Du pur bonheur pour les cinéphiles. Et en sus l’excitation de trouver (ou non), par eux-mêmes, les films, quand même plus ou moins connus, reconnaissables, dont M+M (Martin de Mattia et notre compatriote Marc Weis) ont extrait telles scènes pour leurs installations vidéographiques. Elles ont trouvé le chemin de l’institution consacrée aux arts plastiques, et ce n’est pas seulement là une preuve de plus de la perméabilité des disciplines ; ces vidéos panoramiques, si elles ont la perfection technique propre des professionnels du septième art, regorgent d’invention, d’originalité, et sans doute chose plus importante encore, elles nous en disent long, font réfléchir longuement, sur les relations humaines.
Au commencement donc, telles scènes de films, dans l’ordre de la semaine en partant du lundi, de Kubrick, de Leconte, de Lelouch, de Cavani, d’Argento, de Badham, et on finit le dimanche avec Jean-Luc Godard. Des scènes où des hommes, des personnes, se rencontrent (ou imaginent leur rencontre, comme le personnage d’Un homme et une femme, à bord de la voiture pour rejoindre sa maîtresse). M+M font du décalque, empruntent, pour aussitôt détourner. Leur tour de passe-passe d’artistes, tour d’adresse et bien plus, c’est le décalage. Et il est double, non seulement par rapport au film d’origine ; il en est un autre, et c’est lui qui saisit le plus le spectateur, décalage entre les deux projections juxtaposées, quasi jumelles.
Point de repère d’une vidéo à l’autre, le même protagoniste, le même acteur, l’excellent Christophe Luser, fil rouge également au long du parcours hebdomadaire. Pour le reste, la scène a beau être la même, tout bascule, tout chavire, il suffit de peu de chose, d’un léger écart, pour nous faire perdre le sol sous les pieds. Et la synchronie, accentuée par les cadrages resserrés, par les dialogues, ne fait qu’ajouter à la perturbation bienvenue.
Ainsi, l’homme est en face d’une femme, se fait d’un coup père face à sa fille ; le client se fait raser tout à tour par une coiffeuse avenante et un homme beaucoup moins engageant ; dans sa voiture, en route vers sa maîtresse, le chauffeur est travaillé tantôt par le désir tantôt par la jalousie ; devant les membres d’un conseil d’administration, le (saint) François moderne se déclare à André Jung ou à Sybille Canonica ; un intrus va égorger une femme d’un certain âge, une autre, plus jeune, qui sortent du bain ; saturday night fever, danse avec une jeune femme, et mêmes attitudes, dialogues identiques, avec un homme ; enfin, un homme et une femme au lit, le matin, on se rappelle Brigitte Bardot, dans le Mépris, à côté un père et sa fille.

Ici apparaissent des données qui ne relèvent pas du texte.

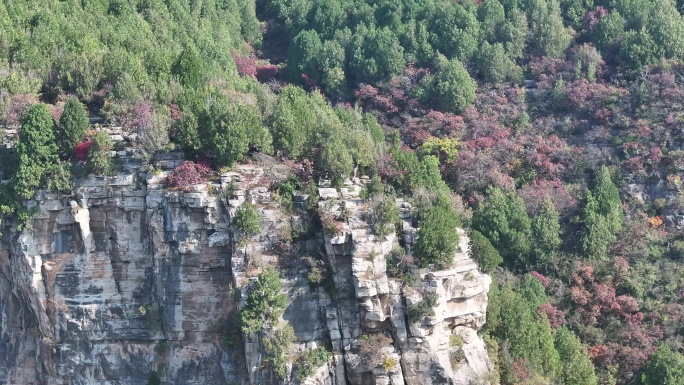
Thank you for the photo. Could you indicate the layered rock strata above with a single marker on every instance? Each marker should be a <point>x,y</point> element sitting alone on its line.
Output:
<point>127,282</point>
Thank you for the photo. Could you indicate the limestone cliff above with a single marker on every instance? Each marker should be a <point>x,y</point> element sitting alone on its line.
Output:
<point>126,282</point>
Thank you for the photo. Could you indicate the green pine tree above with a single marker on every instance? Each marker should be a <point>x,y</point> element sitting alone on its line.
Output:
<point>36,149</point>
<point>99,161</point>
<point>597,232</point>
<point>484,253</point>
<point>577,368</point>
<point>437,237</point>
<point>73,125</point>
<point>545,233</point>
<point>608,200</point>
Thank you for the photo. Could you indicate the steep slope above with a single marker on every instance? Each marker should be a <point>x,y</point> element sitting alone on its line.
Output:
<point>127,283</point>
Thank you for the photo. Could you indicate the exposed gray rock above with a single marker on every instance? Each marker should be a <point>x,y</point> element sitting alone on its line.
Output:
<point>126,279</point>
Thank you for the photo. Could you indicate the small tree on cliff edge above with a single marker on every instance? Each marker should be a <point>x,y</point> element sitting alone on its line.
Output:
<point>73,125</point>
<point>437,237</point>
<point>36,150</point>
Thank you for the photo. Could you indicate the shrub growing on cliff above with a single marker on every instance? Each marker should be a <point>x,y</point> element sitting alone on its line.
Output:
<point>265,303</point>
<point>383,214</point>
<point>186,175</point>
<point>36,150</point>
<point>437,237</point>
<point>73,125</point>
<point>309,361</point>
<point>247,220</point>
<point>484,253</point>
<point>371,349</point>
<point>277,348</point>
<point>99,162</point>
<point>417,311</point>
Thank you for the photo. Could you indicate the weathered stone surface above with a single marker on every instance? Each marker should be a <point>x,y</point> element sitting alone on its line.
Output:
<point>125,279</point>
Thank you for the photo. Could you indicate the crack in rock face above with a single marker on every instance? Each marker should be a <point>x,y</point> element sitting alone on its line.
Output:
<point>127,281</point>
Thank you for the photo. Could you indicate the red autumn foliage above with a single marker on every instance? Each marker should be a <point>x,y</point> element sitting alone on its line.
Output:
<point>19,106</point>
<point>534,194</point>
<point>245,65</point>
<point>176,113</point>
<point>138,116</point>
<point>82,149</point>
<point>267,72</point>
<point>187,174</point>
<point>556,317</point>
<point>542,279</point>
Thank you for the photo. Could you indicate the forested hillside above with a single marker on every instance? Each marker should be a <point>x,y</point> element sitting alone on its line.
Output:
<point>553,130</point>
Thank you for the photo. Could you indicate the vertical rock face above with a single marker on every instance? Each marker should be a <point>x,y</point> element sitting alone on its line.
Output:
<point>127,283</point>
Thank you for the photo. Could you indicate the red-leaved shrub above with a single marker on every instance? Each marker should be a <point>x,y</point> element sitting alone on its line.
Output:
<point>82,149</point>
<point>187,174</point>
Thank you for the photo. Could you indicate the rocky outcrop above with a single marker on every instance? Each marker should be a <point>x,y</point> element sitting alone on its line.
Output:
<point>126,282</point>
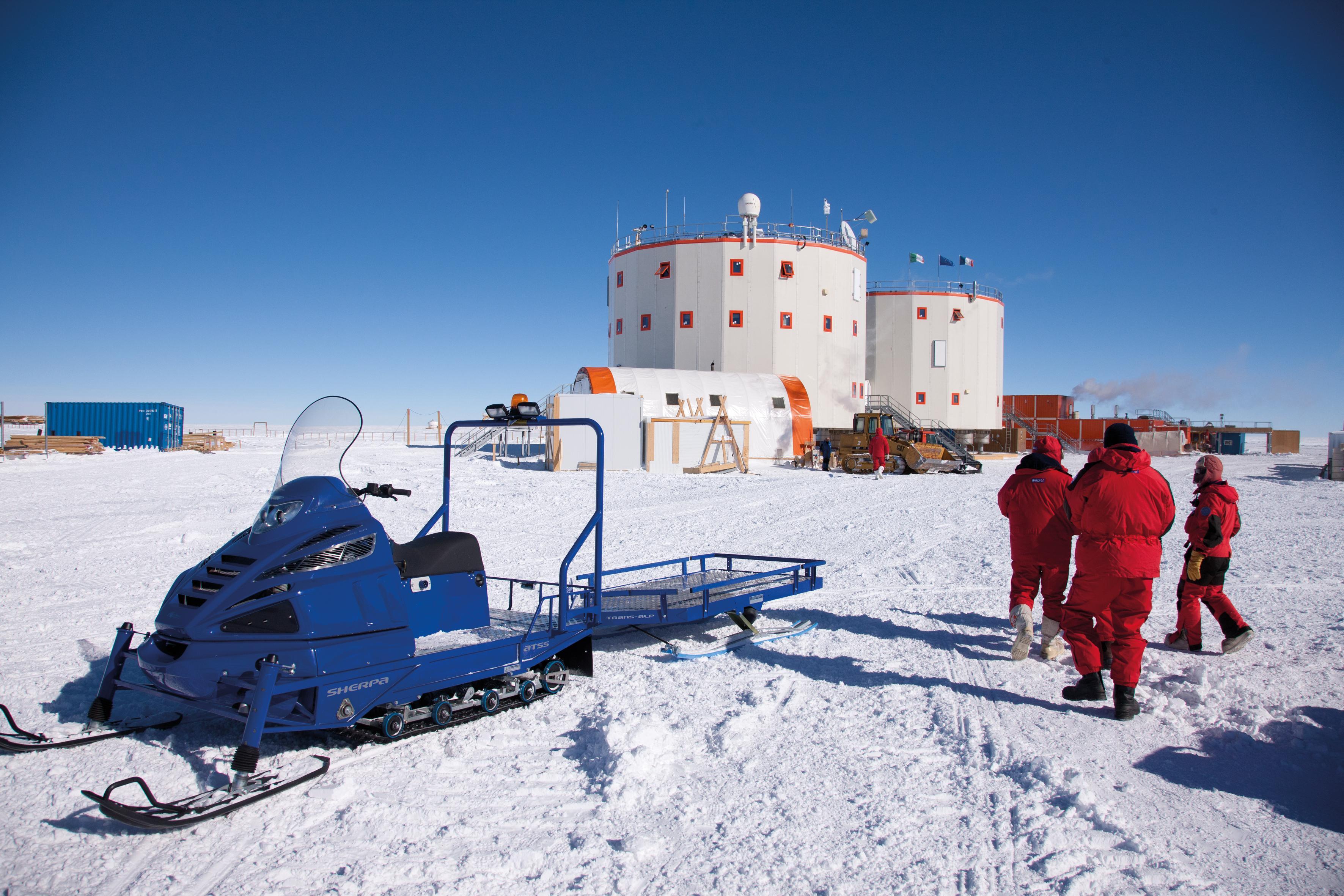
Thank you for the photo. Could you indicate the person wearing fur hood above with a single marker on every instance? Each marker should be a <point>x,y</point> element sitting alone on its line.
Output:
<point>1209,553</point>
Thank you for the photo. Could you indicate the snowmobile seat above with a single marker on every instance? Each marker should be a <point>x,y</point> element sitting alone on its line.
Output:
<point>439,554</point>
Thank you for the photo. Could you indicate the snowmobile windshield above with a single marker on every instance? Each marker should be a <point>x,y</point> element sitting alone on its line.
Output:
<point>319,440</point>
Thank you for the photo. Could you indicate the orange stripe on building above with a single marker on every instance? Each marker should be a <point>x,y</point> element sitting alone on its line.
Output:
<point>600,379</point>
<point>800,406</point>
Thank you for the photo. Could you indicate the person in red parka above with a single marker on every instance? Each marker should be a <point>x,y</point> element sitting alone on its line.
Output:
<point>1210,530</point>
<point>1041,539</point>
<point>1120,508</point>
<point>878,452</point>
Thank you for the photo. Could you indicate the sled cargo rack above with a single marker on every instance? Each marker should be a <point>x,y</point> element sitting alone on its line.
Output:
<point>701,590</point>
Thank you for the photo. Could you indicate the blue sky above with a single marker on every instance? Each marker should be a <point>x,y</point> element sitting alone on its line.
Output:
<point>241,206</point>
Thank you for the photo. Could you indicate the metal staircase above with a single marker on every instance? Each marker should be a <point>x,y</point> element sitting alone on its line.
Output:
<point>940,432</point>
<point>479,437</point>
<point>1047,428</point>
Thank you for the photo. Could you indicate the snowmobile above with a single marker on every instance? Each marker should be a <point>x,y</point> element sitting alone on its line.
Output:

Des lieux clos, plus ou moins, jusqu’à l’enfermement dans l’habitacle d’une voiture, et cette présence de l’autre qui dérange, qui démasque. L’autre, tel philosophe y voyait l’enfer, ailleurs, on dirait une sorte de promesse, et il serait osé sans doute de parler de paradis. En tout cas, M+M nous font vivre, dans une tension qui suinte des écrans, ce qui peut se passer, dans un sens ou l’autre, entre les êtres. À deux, et au-delà, si je prends la scène du jeudi, avec François qui renonce à ses biens, les baies de la salle du conseil largement ouvertes sur la ville, en l’occurrence les écrans du Casino donnent sur le bâtiment de la Caisse d’épargne.
Toujours au premier étage, comme en, contrepoint à tant d’images, dans un conteneur en bois, rien que la voix, en allemand, de Jörg Pleva, déclamant sans arrêter la phrase attribuée à Jack Torrance (personnage de The Shining, roman de Stephen King), Jack Nicholson, dans le film de Stanley Kubrick : « Was Du heute kannst besorgen, das verschiebe nicht auf morgen. » M+M, séjournant à la villa Massimo à Rome, ont voulu avoir mis la main sur les manuscrits de Jack Torrance, champion de la répétition ; ils ont publié le texte, un livre fait de sa monotone redondance.
On pourrait, à l’image du coucou, taxer M+M de parasitisme. Ils se glissent dans les films d’autrui, ailleurs, dans telles conventions, tels accords ou règles de conduite. C’est pour mieux les interroger et, le cas échéant, les faire imploser. Le côté ludique de leur travail, pour notre plus grand plaisir ; et bien plus, une façon acérée de nous confronter à nous-mêmes, au monde qui nous entoure.